Fears as Ebola cases reported in rebel-held area hundred of kilometres from epicentre

Suspected Ebola cases have been reported in a rebel-held area of eastern Democratic Republic of Congo’s South Kivu province, local officials confirmed on Thursday, hundreds of kilometres from the outbreak’s epicentre.

If confirmed, these cases would signal a worrying expansion of an outbreak that experts believe circulated for around two months in Ituri province – several hundred kilometres to the north – before being detected last week. The World Health Organisation declared the outbreak of the virus’ Bundibugyo strain, for which there is no vaccine, a public health emergency of international concern at the weekend.

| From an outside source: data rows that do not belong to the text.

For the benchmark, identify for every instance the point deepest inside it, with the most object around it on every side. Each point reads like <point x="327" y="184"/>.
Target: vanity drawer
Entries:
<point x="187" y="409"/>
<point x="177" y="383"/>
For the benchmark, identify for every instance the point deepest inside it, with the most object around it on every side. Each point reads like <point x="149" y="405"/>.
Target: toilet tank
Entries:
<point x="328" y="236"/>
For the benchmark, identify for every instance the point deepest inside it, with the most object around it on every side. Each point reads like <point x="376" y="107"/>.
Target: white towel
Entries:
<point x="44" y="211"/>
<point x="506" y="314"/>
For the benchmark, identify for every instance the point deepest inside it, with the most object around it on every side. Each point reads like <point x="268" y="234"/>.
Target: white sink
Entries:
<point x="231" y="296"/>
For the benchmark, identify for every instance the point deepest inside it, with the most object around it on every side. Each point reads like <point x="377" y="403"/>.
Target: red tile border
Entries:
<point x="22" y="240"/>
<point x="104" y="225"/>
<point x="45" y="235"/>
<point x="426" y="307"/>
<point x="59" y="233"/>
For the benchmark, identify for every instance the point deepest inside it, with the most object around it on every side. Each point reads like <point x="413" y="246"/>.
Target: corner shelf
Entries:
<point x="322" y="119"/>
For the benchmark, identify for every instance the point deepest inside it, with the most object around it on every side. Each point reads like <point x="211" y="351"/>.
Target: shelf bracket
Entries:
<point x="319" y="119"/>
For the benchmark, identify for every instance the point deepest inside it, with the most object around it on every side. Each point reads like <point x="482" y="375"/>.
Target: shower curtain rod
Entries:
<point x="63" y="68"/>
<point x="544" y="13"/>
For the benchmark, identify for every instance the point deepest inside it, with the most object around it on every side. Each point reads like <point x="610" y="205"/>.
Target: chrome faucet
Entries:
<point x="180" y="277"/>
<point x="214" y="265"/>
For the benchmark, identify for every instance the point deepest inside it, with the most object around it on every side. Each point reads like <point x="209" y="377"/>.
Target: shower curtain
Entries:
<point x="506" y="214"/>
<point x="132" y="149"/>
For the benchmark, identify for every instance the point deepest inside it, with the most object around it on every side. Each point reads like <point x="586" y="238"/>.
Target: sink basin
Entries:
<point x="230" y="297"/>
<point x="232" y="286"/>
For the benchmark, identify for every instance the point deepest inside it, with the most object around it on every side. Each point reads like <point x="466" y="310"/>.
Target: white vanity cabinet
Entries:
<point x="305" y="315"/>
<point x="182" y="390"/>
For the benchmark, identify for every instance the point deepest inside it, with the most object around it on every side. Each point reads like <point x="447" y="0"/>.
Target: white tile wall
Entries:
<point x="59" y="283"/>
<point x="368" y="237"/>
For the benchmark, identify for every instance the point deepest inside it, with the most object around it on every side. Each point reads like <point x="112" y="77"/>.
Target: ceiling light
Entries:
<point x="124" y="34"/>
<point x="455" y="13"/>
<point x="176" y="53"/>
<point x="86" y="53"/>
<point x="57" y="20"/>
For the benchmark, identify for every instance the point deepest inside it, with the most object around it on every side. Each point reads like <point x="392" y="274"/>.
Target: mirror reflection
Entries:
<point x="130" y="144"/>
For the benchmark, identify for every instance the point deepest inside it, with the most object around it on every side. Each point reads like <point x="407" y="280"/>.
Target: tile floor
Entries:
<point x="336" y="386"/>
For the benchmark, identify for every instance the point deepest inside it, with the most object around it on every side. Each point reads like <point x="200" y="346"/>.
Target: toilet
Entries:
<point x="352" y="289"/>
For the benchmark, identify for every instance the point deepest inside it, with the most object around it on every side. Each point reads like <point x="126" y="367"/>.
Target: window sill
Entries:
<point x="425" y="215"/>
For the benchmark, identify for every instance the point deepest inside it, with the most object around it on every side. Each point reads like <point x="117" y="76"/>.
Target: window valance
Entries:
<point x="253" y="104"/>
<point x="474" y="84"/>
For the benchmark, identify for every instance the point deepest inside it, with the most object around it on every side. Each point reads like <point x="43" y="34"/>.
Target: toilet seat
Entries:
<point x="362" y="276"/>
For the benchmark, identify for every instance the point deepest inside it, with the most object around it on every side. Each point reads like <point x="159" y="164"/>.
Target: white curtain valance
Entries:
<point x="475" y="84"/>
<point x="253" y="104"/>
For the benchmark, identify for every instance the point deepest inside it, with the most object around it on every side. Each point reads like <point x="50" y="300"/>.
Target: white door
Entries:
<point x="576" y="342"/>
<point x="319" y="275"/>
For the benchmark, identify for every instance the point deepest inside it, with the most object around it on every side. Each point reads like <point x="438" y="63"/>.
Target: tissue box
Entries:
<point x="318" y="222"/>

The outbreak ​has ⁠been linked to 139 ‌deaths and there were 600 suspected cases in eastern DRC’s Ituri and North Kivu provinces as of Wednesday, according to the WHO. Two cases have also ‌been confirmed in neighboring Uganda.

Two suspected cases ‌have been detected in South Kivu, regional health spokesperson Claude Bahizire said.

One died in Lwiro territory while the other is in isolation awaiting test results, he said.

Another local official, speaking on condition of anonymity, said the patient who died had recently come from Ituri.

Lwiro is controlled by the M23 rebel group, which seized control of large swathes of eastern DRC last year. An Ebola case was confirmed last week in M23-held Goma, the capital of neighbouring North Kivu province.

M23, which is backed ‌by neighbouring Rwanda, said earlier this week that it was committed ​to working with international partners to contain the outbreak.

The response has ‌been complicated by the virus’ ⁠presence in densely populated urban areas and widespread armed violence in eastern ⁠DRC.

A 2018-2020 outbreak in the region of the Zaire strain of Ebola was the second-deadliest ‌on record, killing ​nearly 2,300 people. This time, first responders say ‌they lack basic supplies, which some have ​attributed to foreign aid cuts by major international donors.

Bundibugyo virus disease (BVD) is one of the four species of orthoebolaviruse which causes Ebola, a viral haemorrhagic fever.

Bundibugyo is a less commonly encountered strain of Ebola, compared to the Zaire ebolavirus, and has caused just two previous outbreaks.

It was first detected in Uganda’s Bundibugyo district during a 2007-2008 outbreak that infected 149 people and killed 37 people. The second time was in 2012 in an outbreak in Isiro, Congo, where 57 cases and 29 deaths were reported.

The fatality rate is estimated to be between 30 per cent and 40 per cent.

As with other Ebola viruses, it is spread by contact with the blood or body fluids of a person who is infected with or has died from BVD. It is also spread by contact with contaminated objects (such as clothing, bedding, needles, and medical equipment), or by contact with animals, such as bats and nonhuman primates, that are infected with BVD.

Symptoms include fever, headache, muscle pain, weakness, diarrhea, vomiting, stomach pain, and unexplained bleeding or bruising (a late stage of illness).

There is no known vaccine or specific therapeutics against Bundibugyo virus, though early supportive care is lifesaving, according to the WHO.